Erdoğan, "Cumhur İttifakı, birlik ve beraberlik anlayışının siyasetteki adresidir. Türkiye’nin bekası için yerli ve milli bir anlayışla siyaset yapan herkese kapımız açık. Cumhur İttifakı çatısı altında AK Parti, Milliyetçi Hareket Partisi ve Büyük Birlik Partisi olarak güçlü bir şekilde yolumuza devam ediyoruz. Cumhur İttifakı asla gizli veya açık pazarlıklar üzerine kurulu değildir. Cumhur İttifakı'nın inandığı değerlere inanan ve saygı gösterenlerle yol yürüyebiliriz. Bu anlamada yeniş gelişmeler olursa bunu da olumlu karşılarız. Yarın da inşallah Devlet Bey'i (MHP Genel Başkanı Devlet Bahçeli) evinde ziyaret edeceğim" dedi.

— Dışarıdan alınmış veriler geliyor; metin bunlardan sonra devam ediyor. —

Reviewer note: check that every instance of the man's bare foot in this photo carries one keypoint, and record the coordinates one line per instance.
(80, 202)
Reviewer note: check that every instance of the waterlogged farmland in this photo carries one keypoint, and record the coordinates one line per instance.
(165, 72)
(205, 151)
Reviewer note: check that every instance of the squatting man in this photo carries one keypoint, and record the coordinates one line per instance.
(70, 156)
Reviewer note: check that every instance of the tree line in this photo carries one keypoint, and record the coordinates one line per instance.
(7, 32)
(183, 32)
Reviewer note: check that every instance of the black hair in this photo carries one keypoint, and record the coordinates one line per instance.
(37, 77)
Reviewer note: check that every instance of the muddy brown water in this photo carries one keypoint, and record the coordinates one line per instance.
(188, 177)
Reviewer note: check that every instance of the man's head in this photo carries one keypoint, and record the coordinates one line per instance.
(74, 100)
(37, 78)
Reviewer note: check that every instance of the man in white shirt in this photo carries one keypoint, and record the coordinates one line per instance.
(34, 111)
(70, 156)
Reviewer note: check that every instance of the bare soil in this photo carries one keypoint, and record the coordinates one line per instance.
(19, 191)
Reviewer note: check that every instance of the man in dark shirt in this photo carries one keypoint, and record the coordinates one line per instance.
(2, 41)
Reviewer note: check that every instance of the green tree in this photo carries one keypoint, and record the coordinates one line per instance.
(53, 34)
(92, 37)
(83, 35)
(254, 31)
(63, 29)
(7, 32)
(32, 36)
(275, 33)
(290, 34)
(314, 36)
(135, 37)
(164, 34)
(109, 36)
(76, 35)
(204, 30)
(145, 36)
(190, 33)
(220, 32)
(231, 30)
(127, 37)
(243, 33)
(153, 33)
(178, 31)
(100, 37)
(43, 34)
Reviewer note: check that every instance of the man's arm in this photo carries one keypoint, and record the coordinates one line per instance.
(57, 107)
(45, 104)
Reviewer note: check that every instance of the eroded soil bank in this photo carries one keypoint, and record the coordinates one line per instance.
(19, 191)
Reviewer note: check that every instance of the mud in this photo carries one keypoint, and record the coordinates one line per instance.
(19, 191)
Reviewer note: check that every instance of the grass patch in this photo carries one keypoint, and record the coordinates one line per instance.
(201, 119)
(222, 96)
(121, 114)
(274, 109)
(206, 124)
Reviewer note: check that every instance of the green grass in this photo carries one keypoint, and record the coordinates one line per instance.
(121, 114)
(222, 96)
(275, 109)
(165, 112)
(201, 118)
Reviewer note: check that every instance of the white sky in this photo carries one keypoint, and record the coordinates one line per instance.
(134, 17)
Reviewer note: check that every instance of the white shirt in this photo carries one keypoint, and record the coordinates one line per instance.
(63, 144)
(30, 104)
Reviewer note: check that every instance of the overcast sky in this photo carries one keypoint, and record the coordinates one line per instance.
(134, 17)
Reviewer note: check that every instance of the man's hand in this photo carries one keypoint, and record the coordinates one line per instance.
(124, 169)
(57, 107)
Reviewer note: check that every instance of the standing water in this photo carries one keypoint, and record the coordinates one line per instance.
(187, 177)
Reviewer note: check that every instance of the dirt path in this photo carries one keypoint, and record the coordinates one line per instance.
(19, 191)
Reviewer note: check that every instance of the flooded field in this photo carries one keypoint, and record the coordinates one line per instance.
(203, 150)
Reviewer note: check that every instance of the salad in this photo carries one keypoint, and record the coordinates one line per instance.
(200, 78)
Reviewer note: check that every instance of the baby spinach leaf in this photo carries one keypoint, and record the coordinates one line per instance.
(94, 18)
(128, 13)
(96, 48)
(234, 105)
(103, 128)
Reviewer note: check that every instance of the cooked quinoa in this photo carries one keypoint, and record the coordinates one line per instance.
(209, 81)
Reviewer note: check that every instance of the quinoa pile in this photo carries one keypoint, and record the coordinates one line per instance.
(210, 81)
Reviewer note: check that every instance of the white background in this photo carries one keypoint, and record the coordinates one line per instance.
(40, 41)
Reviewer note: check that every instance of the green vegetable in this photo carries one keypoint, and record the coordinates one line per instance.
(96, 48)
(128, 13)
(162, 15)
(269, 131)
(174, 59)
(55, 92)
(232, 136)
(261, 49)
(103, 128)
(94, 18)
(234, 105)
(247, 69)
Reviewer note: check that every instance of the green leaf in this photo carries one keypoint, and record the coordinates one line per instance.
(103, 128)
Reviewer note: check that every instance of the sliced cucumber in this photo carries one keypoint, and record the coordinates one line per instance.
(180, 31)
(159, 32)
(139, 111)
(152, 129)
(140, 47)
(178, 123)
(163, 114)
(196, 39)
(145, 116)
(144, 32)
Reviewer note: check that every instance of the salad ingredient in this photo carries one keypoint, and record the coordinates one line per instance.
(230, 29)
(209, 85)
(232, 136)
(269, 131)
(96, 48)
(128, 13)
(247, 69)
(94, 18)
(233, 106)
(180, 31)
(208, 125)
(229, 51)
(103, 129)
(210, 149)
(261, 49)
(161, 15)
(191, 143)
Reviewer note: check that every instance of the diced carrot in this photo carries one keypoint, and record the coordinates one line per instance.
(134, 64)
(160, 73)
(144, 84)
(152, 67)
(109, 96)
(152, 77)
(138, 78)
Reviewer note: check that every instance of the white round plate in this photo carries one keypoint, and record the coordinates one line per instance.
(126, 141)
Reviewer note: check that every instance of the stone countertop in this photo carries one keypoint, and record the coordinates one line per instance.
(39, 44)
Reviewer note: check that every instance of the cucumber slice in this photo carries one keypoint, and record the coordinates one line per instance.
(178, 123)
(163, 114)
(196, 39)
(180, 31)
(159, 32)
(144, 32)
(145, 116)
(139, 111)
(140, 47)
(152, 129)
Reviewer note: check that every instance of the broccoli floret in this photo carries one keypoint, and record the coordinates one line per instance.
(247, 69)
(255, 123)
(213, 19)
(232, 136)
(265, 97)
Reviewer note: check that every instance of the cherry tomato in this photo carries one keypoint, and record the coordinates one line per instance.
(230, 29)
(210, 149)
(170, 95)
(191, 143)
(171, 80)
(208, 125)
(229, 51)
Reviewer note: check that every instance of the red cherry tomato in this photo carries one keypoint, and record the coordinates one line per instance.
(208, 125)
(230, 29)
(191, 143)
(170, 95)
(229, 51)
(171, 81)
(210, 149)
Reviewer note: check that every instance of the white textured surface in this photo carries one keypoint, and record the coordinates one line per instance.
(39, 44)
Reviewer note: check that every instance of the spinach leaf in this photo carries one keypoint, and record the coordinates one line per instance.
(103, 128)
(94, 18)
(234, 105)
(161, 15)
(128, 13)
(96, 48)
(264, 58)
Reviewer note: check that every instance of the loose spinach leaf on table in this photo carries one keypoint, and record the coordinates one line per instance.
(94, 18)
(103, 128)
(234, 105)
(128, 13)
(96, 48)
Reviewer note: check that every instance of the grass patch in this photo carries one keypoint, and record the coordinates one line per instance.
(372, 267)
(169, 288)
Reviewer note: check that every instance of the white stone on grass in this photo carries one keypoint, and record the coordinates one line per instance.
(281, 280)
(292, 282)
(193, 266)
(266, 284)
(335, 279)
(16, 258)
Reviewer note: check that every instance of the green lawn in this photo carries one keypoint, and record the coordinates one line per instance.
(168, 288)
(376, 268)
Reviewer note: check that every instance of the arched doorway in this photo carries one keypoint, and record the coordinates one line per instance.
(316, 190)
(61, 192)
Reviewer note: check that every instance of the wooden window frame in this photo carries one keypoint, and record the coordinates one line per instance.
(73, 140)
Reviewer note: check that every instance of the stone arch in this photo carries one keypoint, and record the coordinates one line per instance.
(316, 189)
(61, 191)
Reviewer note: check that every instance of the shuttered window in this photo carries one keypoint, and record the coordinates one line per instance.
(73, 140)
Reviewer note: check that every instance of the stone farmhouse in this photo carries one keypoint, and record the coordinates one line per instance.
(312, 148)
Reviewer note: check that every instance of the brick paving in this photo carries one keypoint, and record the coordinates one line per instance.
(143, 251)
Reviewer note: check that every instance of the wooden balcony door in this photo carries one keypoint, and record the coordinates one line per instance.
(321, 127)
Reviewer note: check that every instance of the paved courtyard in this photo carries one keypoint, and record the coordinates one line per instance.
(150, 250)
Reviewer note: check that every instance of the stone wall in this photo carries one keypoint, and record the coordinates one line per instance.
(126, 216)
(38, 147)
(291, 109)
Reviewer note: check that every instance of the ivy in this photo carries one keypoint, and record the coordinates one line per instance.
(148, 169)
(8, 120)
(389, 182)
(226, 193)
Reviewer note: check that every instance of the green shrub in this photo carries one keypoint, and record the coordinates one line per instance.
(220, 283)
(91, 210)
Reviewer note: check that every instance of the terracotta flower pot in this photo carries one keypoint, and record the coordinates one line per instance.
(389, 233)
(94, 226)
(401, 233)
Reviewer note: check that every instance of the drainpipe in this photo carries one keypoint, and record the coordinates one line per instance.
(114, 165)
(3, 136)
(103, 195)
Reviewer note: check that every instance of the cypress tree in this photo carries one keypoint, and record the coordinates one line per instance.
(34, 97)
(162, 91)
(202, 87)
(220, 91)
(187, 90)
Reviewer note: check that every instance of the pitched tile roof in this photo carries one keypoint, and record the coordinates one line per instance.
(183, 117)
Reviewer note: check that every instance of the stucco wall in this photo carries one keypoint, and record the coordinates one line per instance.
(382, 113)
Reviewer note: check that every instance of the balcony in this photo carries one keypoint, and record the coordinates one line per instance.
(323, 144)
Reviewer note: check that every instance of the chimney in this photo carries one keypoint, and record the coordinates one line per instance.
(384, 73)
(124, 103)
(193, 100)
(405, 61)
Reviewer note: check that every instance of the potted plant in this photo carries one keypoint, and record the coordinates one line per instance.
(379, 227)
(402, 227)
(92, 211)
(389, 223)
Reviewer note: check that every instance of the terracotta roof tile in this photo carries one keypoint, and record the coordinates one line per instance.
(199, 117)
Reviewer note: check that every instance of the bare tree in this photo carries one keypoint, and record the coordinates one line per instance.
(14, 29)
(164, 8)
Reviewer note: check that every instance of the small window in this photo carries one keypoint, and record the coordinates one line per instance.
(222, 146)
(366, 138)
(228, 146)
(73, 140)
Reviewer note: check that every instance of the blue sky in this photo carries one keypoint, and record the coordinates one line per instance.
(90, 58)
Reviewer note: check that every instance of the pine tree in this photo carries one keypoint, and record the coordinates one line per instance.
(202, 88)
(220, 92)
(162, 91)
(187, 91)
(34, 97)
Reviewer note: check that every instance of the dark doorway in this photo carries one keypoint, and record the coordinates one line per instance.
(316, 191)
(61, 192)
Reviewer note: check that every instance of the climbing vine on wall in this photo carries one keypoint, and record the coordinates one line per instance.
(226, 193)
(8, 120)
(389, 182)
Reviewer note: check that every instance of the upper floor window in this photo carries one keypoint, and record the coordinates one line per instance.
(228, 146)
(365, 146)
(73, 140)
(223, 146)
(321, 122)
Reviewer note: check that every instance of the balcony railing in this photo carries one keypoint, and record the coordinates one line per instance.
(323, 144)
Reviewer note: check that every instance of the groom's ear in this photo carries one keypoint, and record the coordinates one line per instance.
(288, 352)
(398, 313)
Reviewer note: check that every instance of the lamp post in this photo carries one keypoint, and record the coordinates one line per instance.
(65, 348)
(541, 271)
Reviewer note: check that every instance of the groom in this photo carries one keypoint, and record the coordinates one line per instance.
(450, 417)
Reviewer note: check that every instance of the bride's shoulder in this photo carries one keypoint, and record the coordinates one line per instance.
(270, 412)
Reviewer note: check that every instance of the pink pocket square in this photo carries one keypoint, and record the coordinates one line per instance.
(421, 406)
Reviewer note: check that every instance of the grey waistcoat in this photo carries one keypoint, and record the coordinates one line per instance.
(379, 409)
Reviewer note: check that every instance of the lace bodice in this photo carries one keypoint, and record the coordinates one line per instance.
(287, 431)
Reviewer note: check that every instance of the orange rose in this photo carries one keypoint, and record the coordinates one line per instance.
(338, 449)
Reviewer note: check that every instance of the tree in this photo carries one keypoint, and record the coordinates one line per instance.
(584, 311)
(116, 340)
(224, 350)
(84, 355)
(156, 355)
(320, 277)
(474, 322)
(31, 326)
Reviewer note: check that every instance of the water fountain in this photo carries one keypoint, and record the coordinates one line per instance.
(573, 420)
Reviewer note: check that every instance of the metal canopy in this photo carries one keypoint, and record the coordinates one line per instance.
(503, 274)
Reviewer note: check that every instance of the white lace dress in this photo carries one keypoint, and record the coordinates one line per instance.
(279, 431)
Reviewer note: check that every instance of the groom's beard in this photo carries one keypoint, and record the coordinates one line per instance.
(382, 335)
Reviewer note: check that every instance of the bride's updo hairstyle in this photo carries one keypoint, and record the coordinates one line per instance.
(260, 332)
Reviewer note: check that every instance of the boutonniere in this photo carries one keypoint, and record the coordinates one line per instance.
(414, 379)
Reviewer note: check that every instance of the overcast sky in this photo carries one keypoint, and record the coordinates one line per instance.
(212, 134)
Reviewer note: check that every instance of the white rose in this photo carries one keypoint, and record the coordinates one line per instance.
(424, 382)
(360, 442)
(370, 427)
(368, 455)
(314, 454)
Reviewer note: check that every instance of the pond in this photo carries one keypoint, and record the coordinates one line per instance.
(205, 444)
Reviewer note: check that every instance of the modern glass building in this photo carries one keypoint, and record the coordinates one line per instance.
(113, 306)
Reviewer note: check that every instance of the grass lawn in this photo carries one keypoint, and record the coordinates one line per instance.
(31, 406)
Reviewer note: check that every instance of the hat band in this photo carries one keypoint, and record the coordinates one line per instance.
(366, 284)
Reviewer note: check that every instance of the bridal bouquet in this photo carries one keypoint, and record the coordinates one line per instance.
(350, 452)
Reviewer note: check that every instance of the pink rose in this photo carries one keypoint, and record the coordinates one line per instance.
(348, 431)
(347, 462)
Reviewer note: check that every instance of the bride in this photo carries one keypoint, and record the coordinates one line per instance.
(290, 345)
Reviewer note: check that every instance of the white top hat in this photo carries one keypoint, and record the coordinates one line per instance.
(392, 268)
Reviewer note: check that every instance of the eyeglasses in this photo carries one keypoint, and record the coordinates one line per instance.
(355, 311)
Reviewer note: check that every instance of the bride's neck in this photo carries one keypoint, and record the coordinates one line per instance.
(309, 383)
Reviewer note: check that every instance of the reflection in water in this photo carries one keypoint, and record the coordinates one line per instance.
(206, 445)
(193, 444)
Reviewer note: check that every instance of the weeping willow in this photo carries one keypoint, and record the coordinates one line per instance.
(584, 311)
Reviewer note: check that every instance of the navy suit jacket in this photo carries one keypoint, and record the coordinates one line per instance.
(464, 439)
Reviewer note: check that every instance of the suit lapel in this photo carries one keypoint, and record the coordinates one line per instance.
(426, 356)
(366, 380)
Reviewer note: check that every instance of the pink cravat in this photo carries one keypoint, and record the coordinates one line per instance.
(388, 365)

'ANA MUHALEFET SAPKINLIKLARA GÖZ YUMUYOR'

Başörtüsüyle ilgili anayasa değişikliği teklifiyle ilgili soru üzerine Erdoğan, "Meclis’e sunduğumuz düzenleme bu konudaki samimiyet testi olacaktır. Milletim başörtüsü konusunda kimlerin istismarcı olduğunu gayet iyi bilir. Bu konuyu büyük mücadeleler vererek çözdük. Konu Meclis’te çözüme kavuşturulmazsa milletimiz en güzel çözümü sunacaktır. Hiçbir zaman sandıktan kaçmadık. Ana muhalefet, aile yapısını bozan sapkınlıklara özgürlük kisvesiyle göz yumuyor. Aile değerlerimizin tahrip edilmesine bu muhalefet rağmen izin vermeyeceğiz. Aile kurumumuzu koruyacağız. LGBT, şu bu vesaire... Hayır. Bu milletin kutsal değeridir aile" şeklinde konuştu.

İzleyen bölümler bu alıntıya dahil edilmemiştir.